16
votes
Requesting resources for learning Ruby
Does anyone here have experience with Ruby programming? More specifically mRuby or DragonRuby for game programming?
I came across DragonRuby as free for its 7th anniversary and I’m considering checking it out, but I have no experience with the Ruby programming language itself.
Most of my programming experience recently is in C# and Python, but I have some experience with JavaScript/TypeScript.
Does anyone know of good resources for learning Ruby coming from that background, or thoughts on if it is worth it to try to pick up?
I’m not really interested in LLM-based Ruby workflows, at least until I have a decent grasp of the language and syntax myself.
There will be much more pragmatic resources in other comments, but if you're feeling a lack of whimsy in your life and also want to learn some Ruby, I must recommend _why's poignant guide.
It's hard to describe without spoilers, and it's probably not the most efficient way, but it is, IMO, the most fun way to learn Ruby.
The poignant guide is, without exaggeration, singlehandedly responsible for my entire career.
I did not think of myself as someone who could write computer programs, but I did think of myself as a writer. why's guide talked about programming as a form of writing that happens to have an audience of machines and people.
Its surreal, it's silly, and it hands you this fully formed omnitool-- computer programming-- and treats it like a fun little toy you can play with in your garage. I'll always be thankful for the book and as time goes on I sympathize more and more with the complicated feelings he communicated about working in technology.
His follow up book (...thing?) is also really good: https://github.com/steveklabnik/CLOSURE
No longer a programming book really, but a pretty awesome read.
Since you already know how to program, it seems that you mostly just need to learn syntax. In those cases, I turn to LearnXinYminutes for whatever language is being learned. You already know the common principles, and you'll pick up on specific quirks as you work with the language.

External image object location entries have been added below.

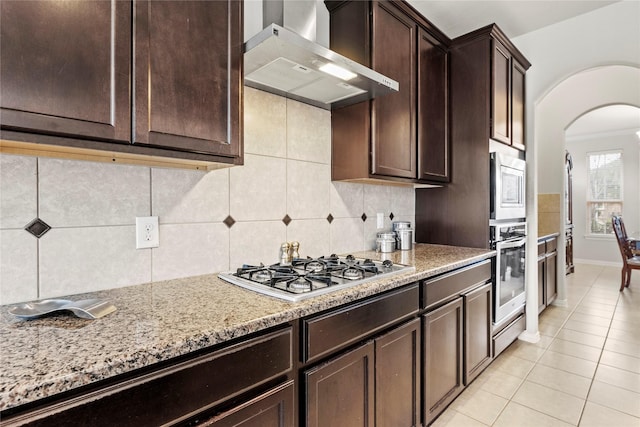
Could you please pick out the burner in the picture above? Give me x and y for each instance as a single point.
(299, 285)
(315, 266)
(261, 275)
(353, 273)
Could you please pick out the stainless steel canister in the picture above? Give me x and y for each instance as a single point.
(386, 242)
(405, 239)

Given you already know Python and Javascript, I'd say: 1) Just dive right in, and 2) use an AI chatbot. Your existing programming knowledge will transfer easily (especially Python). Converse with an AI to fill in details, such as by asking how Ruby compares to Python with respect to some aspect, or by asking for example Ruby code for whatever.
After many years, Ruby remains my favourite programming language.
Back in the day, I remember this:
https://github.com/ryanb/ruby-warrior
https://palkan.github.io/ruby-warrior/
This is how I learned Ruby 10 years ago https://pine.fm/LearnToProgram
The other recommendation I have is using Exercism to do some exercises in Ruby.